運命の1500m決勝、フィニッシュ直後の第一声「もう誰にも…」
競技では、すぐに答えが出たわけではない。
中学時代は800、1500メートルが中心。高校では距離を伸ばし、長い距離に対応する練習に切り替えた。しかし、スピードは思うように出ない。かといって、長い距離を押し切る持久力も足りない。迷った。
「自分の強みってなんだろう」
インターハイは1年夏は予選敗退、2年夏は怪我を抱えながら11位。3年生になって変化を感じ始めた。「長い距離や駅伝での力が少しずつ見えて、自力もついてきた」。手応えを感じていたから、絶対に結果で示したい最後の夏だった。
大会1日目、女子1500メートル予選は余力を残して全体2位の4分23秒93で通過した。
「少しでも弱気になってしまうと隙が出て、後悔するレースになる。もう一切の弱気はなしで、最初から最後まで強気でいく」
その夜、家族のLINEグループで兄たちから「頑張れ」と励ましをもらった。「3年間の集大成、やるしかない」
翌日の決勝。「これまでのことを背負い込みすぎず、新しい扉を開くイメージで」。恩師の言葉を胸に、スタートラインに立った。

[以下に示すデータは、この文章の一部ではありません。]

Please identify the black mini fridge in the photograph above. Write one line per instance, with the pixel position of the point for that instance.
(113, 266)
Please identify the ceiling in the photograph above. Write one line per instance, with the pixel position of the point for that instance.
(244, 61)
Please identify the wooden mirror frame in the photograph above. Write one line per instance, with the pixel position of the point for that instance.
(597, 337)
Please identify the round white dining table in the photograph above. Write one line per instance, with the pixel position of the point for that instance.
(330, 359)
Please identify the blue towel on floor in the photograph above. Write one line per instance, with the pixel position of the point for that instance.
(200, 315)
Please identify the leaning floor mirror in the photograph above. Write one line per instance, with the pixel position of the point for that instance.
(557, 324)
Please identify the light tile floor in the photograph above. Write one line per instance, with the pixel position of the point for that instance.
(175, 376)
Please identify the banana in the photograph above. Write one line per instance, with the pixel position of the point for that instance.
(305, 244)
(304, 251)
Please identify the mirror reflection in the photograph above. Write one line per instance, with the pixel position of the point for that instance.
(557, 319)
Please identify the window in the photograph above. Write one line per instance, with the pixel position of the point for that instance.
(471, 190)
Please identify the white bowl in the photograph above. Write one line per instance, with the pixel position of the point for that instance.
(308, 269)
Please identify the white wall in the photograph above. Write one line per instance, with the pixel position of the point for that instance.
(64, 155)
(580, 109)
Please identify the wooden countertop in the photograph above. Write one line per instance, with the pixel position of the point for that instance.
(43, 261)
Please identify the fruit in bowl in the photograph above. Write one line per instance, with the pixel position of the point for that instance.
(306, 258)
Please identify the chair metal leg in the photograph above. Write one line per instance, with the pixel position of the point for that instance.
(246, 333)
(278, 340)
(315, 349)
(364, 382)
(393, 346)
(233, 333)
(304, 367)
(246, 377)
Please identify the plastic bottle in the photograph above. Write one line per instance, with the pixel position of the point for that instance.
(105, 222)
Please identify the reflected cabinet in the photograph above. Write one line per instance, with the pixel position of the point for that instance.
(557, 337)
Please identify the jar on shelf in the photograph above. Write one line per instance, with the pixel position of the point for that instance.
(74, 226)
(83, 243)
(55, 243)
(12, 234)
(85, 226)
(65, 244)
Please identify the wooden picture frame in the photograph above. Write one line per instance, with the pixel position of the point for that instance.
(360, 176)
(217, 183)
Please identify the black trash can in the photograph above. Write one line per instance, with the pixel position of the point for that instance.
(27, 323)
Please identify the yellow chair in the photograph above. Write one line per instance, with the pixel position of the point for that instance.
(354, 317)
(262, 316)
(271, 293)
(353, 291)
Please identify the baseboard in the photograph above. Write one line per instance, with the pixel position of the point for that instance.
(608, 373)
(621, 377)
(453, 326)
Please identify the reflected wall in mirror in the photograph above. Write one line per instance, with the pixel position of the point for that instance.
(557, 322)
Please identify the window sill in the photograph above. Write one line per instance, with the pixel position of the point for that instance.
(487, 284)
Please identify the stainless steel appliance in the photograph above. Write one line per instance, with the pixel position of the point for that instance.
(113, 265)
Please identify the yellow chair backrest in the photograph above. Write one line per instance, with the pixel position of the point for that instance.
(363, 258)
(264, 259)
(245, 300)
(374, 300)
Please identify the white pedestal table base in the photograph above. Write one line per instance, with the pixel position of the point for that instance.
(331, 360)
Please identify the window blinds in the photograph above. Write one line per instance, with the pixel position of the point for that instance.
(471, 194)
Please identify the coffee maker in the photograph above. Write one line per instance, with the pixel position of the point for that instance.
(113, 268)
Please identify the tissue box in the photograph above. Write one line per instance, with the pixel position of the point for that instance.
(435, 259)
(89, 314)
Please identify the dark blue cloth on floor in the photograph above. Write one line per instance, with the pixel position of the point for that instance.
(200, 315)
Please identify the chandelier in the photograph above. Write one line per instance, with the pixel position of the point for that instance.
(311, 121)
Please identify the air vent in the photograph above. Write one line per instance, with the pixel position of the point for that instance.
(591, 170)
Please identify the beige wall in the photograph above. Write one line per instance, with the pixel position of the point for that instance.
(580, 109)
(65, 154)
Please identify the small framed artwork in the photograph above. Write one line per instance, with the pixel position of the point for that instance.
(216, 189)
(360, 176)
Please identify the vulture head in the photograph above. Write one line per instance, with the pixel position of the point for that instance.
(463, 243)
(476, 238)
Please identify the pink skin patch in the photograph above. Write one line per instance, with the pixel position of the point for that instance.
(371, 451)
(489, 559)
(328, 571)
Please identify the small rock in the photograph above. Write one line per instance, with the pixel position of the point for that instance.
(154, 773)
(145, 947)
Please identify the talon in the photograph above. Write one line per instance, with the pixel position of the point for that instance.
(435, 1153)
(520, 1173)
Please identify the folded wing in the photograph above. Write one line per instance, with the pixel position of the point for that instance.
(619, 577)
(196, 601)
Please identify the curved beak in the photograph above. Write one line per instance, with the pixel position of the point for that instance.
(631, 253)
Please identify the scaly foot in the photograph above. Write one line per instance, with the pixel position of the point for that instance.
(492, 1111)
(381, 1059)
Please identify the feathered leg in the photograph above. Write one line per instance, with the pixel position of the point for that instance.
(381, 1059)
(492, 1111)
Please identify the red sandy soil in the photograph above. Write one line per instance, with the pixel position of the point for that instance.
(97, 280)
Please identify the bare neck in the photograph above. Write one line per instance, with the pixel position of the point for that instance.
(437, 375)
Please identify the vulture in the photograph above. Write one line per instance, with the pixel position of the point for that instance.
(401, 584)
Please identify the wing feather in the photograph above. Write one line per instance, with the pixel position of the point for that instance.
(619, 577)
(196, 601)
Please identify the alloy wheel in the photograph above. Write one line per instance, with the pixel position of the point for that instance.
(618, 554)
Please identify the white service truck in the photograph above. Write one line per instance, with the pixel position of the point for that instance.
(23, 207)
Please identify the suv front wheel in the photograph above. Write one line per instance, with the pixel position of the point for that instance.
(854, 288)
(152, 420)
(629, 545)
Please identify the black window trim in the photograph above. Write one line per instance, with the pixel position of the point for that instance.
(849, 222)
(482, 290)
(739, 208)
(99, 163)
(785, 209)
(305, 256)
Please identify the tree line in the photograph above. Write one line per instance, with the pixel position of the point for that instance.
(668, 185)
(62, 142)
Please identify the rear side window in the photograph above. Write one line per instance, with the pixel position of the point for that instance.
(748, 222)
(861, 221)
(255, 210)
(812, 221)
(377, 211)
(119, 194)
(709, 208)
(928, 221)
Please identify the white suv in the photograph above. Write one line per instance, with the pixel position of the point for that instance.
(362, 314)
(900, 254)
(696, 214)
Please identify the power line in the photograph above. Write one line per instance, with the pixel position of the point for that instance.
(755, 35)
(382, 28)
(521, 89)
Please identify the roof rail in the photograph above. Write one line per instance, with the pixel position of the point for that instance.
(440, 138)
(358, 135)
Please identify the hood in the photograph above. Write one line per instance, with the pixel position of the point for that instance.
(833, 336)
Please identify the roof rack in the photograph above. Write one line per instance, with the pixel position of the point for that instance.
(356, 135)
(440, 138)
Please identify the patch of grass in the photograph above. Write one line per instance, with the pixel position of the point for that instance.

黒田は序盤、集団の5、6番手につけて追走する。ペースが上がるラスト1周。いざ、勝負。ところが、ここで内に包まれた。「前に行けない」。進路がない。隊列がばらけ始めると、懸命にスパート。残り200メートルで村井和果(薫英女学院3年)が抜け出した。
黒田も4番手、3番手と順位を上げる。最後の直線、ついに2番手へ。
前を追った。
差は0秒48。
届かなかった。
4分24秒10で2位。フィニッシュ直後、息を切らしながら口を開いた黒田の視線は、冬にあった。
「もう誰にも1位を取らせないように、今度は(冬の)駅伝で、今年こそ絶対に優勝しようって、ゴールした瞬間に思いました」
3年間で予選敗退から全国2位まで上がった。「成長した結果だとは思う。ただ、そこで勝ち切れなかった。中学で日本一を取っている身。1位になる難しさも達成感も分かっている。その中で2番は悔しさが大きい」と満足感はない。
こうして最後のインターハイは幕を下ろした。